For anyone who is not aware, 'accidental and essential complexity' were coined in Fred Brooks' 1986 paper No Silver Bullet.

  • Chapter 1 of The Mythical Man Month by the same author is called "The Tar Pit" and has this memorable opening paragraph:

    > No scene from prehistory is quite so vivid as that of the mortal struggles of great beasts in the tar pits. In the mind's eye one sees dinosaurs, mammoths, and sabertoothed tigers struggling against the grip of the tar. The fiercer the struggle, the more entangling the tar, and no beast is so strong or so skillful but that he ultimately sinks.

    > Large-system programming has over the past decade been such a tar pit, and many great and powerful beasts have thrashed violently in it...

  • I was very curious about this claim and it seems that's not quite right. Of course the phrase "essential complexity" was applied to non-software topics before Brooks (Wikipedia correctly notes that the distinction between essence and accident goes back to Aristotle), but it seems Brooks was not the first to apply it to software either. I would not deny that he popularized it.

    Book search results for "accidental complexity" between 1920 and 1985: https://www.google.com/search?q=%22accidental+complexity%22&...

    Book search results for "essential complexity" between 1920 and 1985 (a lot more results): https://www.google.com/search?q=%22essential+complexity%22&l...

    Here's a publication from 1981 defining "essential complexity" specifically with reference to computer programs. https://www.google.com/books/edition/Validation_Verification...

    Note that there's another result that claims to be from 1968 but the text of the book says it's from 1996.

    Interestingly "essential complexity" was used earlier and more often than "accidental complexity", probably because the former sufficiently implies the existence of the latter.

    https://books.google.com/ngrams/graph?content=essential+comp...

My experience has shown almost all of it to be essential except the stuff that is very obvious "Programmers playing with stuff that seems cool".

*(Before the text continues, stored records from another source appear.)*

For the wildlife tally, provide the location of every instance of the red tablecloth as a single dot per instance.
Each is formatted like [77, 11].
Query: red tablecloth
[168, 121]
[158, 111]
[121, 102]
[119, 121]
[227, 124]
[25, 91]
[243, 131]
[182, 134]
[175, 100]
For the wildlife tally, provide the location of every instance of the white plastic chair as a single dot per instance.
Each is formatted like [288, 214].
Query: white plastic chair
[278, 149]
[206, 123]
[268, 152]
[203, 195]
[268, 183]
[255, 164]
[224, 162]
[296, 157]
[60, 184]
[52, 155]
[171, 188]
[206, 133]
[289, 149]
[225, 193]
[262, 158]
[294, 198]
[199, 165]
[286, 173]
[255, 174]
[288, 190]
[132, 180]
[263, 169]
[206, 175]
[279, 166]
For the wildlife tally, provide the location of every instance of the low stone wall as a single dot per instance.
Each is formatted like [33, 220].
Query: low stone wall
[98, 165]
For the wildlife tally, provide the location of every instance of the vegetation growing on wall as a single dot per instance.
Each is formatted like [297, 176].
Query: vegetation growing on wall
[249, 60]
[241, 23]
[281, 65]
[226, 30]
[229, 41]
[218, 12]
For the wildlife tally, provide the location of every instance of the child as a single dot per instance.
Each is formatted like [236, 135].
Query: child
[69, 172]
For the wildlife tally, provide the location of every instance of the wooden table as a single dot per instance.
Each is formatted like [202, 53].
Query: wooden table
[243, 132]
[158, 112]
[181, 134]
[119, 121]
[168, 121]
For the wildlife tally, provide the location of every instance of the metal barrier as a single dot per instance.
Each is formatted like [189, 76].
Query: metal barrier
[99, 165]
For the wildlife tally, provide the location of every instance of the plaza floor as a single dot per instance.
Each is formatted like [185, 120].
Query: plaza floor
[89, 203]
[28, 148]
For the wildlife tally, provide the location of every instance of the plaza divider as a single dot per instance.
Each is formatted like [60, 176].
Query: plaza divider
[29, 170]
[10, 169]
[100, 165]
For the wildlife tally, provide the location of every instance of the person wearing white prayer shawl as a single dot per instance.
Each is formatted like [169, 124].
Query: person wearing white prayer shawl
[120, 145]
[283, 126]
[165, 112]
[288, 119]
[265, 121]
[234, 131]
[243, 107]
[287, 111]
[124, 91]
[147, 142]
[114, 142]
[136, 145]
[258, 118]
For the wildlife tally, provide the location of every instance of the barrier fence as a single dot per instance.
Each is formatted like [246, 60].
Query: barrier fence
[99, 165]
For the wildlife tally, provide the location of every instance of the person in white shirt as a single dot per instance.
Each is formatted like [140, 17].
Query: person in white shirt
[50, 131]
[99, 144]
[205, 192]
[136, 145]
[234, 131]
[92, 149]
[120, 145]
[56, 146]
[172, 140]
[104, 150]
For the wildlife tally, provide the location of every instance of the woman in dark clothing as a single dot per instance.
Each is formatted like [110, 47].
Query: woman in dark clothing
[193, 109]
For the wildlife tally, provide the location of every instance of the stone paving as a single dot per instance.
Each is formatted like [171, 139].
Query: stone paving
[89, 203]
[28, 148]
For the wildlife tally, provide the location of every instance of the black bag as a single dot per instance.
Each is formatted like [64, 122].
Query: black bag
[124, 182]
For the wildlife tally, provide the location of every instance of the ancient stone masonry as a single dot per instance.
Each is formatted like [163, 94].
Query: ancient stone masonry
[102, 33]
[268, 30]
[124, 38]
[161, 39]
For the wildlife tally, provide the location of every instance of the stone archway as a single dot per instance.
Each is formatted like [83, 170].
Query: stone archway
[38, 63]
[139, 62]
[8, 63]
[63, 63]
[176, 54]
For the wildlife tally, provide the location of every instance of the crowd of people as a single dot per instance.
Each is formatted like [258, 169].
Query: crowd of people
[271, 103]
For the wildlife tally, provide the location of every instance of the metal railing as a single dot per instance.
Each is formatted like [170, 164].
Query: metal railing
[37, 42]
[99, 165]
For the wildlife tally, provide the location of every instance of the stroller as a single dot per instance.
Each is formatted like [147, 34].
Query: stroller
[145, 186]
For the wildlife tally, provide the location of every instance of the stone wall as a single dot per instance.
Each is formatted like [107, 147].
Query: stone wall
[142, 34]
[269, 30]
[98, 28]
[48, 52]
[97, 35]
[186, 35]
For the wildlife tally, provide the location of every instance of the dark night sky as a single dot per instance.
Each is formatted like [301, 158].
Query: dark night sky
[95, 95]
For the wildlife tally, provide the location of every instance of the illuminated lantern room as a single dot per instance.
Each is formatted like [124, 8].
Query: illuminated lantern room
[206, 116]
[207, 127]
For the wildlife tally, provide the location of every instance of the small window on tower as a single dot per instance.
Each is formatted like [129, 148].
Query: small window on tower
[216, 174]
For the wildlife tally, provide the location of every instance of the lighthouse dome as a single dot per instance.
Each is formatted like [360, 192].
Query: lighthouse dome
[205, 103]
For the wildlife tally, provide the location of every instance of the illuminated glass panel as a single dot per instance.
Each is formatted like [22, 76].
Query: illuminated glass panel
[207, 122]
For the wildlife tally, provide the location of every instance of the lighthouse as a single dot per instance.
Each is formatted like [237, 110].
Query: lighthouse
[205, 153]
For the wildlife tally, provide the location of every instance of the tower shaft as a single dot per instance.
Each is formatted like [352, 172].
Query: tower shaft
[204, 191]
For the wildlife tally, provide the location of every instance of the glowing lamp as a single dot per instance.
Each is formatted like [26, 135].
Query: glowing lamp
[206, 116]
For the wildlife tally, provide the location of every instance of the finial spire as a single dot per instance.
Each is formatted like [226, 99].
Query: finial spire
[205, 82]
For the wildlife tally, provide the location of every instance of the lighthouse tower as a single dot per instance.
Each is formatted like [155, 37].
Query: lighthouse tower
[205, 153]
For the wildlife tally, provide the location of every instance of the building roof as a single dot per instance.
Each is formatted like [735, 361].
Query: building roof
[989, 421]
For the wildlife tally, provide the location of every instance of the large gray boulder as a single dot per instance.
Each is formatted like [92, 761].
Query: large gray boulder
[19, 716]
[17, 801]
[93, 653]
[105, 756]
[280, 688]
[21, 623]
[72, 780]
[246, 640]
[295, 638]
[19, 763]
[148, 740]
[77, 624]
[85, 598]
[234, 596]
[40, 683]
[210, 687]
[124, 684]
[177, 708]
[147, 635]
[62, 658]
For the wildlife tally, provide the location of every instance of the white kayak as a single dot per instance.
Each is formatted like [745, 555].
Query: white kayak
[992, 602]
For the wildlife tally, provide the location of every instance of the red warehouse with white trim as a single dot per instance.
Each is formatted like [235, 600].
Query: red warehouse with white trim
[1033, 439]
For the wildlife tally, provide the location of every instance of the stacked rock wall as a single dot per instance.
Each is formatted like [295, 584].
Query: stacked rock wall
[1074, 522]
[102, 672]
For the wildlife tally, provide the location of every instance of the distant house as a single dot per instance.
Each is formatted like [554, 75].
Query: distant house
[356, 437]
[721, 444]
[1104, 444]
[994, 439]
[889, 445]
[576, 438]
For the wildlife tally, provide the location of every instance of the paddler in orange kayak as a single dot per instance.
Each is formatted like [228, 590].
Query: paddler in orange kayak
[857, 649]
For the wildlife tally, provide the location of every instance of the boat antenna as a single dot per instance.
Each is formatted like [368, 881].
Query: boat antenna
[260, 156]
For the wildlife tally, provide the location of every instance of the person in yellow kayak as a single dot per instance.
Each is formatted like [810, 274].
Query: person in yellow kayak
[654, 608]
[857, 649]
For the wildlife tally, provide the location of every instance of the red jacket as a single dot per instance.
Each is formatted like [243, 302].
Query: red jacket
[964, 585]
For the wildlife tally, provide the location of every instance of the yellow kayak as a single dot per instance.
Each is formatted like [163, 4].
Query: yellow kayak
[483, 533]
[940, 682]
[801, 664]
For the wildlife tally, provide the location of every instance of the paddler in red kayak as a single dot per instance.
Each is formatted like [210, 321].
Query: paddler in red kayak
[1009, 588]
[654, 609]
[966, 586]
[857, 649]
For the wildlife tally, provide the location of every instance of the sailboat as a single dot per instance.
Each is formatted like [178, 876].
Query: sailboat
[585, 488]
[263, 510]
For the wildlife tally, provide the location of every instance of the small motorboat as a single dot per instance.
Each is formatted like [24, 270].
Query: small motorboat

Once you account for hardware errors, human errors, respecting the user's time, compatibility with different file formats, multiplatform support, and the limited resources developers have, etc, most programs seem like they couldn't be any simpler while still being something I want to use.

Or, they potentially could, but nobody would pay enough to justify the extra time it would take.

Which is why I don't complain that Etcher is 99MB. It's like conceptual art, Yes, you could do it smaller, but you didn't, and I don't want to because I can just use the existing thing and move on, and I wouldn't pay for a lighter version when the heavier thing is free.

I just don't see all that much disappointing software in the commerical space at least.

While programming in FORTH, you have a similar advice: avoid stack mumbling (aka copy and store ops).

But sometimes all that stack changes could be avoided by using a temp register.